How to conserve the jungle: Jobs


An article in CS Monitor tells how the New-York Based Wildlife Conservation Society is trying to stop poaching in Zambia: the old-fashioned way, by giving people something else to do.


The program goes beyond teaching former poachers new ways to earn a living; it is creating a sophisticated network of markets that makes money for locals while reducing poaching, improving land use, and supporting conservation.

They are also introducing carrots for those who comply (while keeping the sticks for those who don't)

Mr.
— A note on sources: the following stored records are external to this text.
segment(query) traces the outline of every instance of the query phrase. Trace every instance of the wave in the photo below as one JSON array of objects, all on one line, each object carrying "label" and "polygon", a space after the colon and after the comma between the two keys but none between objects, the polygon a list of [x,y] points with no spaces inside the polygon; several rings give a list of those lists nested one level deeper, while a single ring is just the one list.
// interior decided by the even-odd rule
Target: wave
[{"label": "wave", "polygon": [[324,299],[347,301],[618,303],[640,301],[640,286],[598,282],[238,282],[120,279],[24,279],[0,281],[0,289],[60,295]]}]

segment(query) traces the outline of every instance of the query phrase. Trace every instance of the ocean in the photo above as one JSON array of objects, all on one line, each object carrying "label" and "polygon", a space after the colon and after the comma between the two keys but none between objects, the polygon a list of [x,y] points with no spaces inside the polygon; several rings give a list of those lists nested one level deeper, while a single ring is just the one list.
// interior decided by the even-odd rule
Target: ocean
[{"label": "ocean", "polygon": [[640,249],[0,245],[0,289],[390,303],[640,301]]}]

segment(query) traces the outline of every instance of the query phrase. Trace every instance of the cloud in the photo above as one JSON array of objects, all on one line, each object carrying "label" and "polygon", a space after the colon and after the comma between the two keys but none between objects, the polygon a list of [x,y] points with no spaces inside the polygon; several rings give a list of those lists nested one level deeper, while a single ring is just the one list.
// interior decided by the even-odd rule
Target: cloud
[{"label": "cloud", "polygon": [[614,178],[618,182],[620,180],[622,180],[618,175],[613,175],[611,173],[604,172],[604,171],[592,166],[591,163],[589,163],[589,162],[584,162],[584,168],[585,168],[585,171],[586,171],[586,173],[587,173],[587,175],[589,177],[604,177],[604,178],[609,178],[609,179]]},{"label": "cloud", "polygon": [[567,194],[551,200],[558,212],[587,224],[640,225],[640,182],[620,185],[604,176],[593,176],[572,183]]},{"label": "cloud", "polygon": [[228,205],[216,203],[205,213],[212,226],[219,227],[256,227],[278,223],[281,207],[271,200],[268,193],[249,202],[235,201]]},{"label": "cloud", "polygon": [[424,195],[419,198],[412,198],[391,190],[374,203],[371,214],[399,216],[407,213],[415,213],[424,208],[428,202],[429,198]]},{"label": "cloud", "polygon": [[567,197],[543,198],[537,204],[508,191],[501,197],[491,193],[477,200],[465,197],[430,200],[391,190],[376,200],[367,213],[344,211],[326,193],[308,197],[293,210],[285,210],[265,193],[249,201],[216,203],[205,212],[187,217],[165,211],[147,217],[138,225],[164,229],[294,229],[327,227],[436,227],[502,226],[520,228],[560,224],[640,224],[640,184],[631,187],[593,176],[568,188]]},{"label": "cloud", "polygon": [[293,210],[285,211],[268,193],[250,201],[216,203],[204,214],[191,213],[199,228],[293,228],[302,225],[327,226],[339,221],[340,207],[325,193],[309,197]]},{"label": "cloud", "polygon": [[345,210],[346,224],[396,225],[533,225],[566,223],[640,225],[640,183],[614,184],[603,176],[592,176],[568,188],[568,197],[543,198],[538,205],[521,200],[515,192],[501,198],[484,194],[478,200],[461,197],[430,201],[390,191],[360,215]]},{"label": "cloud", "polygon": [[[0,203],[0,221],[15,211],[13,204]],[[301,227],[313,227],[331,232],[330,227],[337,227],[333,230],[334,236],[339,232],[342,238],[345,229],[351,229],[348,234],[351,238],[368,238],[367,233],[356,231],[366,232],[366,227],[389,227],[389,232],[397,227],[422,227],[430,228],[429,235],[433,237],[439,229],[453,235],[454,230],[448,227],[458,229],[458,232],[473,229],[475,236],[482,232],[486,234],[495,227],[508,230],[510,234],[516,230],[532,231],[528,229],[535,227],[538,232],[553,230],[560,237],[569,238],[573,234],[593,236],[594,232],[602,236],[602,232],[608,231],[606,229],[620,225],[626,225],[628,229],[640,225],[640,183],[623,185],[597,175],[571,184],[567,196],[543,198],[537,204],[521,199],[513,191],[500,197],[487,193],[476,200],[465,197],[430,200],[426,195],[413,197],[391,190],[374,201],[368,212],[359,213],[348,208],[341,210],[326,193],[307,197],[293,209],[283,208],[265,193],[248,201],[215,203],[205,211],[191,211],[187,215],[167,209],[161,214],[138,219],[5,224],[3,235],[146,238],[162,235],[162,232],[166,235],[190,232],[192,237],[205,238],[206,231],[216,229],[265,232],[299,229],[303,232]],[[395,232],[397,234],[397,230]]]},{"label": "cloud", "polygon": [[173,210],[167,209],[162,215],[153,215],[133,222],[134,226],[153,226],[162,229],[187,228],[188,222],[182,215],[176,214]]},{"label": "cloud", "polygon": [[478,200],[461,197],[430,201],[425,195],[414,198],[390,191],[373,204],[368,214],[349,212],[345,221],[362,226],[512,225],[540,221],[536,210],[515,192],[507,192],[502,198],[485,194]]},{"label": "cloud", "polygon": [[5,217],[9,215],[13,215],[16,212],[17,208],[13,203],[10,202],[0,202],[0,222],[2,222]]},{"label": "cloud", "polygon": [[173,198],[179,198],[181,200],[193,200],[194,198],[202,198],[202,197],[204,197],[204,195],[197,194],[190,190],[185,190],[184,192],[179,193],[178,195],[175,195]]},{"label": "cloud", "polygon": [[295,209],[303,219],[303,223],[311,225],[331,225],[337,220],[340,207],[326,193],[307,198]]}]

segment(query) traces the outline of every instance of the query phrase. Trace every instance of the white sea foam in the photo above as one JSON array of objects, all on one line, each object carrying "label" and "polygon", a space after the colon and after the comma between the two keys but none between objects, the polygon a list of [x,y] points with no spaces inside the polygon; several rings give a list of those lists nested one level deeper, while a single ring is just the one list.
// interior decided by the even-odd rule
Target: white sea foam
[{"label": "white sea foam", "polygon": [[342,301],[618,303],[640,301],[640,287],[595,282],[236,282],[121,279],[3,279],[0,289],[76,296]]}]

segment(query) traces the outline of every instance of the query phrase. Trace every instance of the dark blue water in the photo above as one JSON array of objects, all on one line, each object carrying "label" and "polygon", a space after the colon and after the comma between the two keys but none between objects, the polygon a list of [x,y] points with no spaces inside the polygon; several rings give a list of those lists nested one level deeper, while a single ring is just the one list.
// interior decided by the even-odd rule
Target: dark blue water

Lewis notes, "[poachers] can't do it without the support of the local community."

In that context, promoting conservation means recognizing the reasons poachers hunt – and setting up a business model that gives local residents the opportunity to make a real, legal, living, says Lewis as he sits outside the program's local trading center.

1 comment:

FRIENDS OF LOWER ZAMBEZI said...

WCS in Zambia are just another donor operation, by definition unsustainable. Attempts have been made to persuade Lewis that until the land tenure situation has been addressed, in particular the question of the ownership and custodianship of the natural resources, there will be no sustained development or conservation. Why, when the House of Chiefs has accepted the need for the creation of chiefdom Trusts, does he continue on with his antediluvian ways. His Admade programme, now abandoned, points the way to yet another future waste of everyone's time.